TOLEDO, Ohio — If you happened to walk into Handmade Toledo on Adams Street in central Toledo Wednesday evening, you may have seen 36 chairs.
Each one represented a life lost.
"The losses we're counting for are for people who were murdered out of hate," said Nikki Orlewski, a committee member of Equality Toledo.
Since last year, the Human Rights Campaign Foundation reports that 36 transgender and gender-expansive people have been murdered in the U.S.
And on Wednesday, members of Equality Toledo honored these victims with one rose at a time.
"It's a hard day," Orlewski said. "It's one of the things that kept me from transitioning for a long time. It was the fear of being attacked by someone."
Transgender Day of Remembrance is annually recognized on Nov. 20 and originated in 1999 after Rita Hester, a trans woman, was killed in Massachusetts. It marks the end of a week each year dedicated to raising knowledge and awareness about transgender people and issues.
"I'm glad our community can come together to support each other, but the reason we have to is wrong," Orlewski said.
Concern about the future and safety of the transgender community still lingers.
Toledo City Council member Nick Komives says he's concerned about Ohio House Bill 183. If Gov.

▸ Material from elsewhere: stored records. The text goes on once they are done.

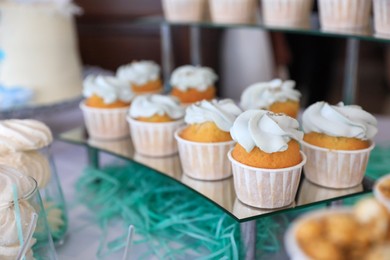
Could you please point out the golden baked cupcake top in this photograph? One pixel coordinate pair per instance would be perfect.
(156, 108)
(106, 92)
(338, 127)
(193, 83)
(266, 140)
(277, 96)
(143, 76)
(210, 121)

Mike DeWine signs it into law, it would require transgender students at schools to use bathrooms and locker rooms that align with their sex assigned at birth.
"I think it's really unfortunate the rhetoric we're hearing so frequently, that trans people are a threat or that they are bad in society," Komives said. "It's just the literal opposite of what's true."
But in the face of adversity, Equality Toledo's Devon-Jae Adonis Morales says the antidote to hate is love:
"I'm not a monster, we're not monsters here, OK? We love, we love, we love."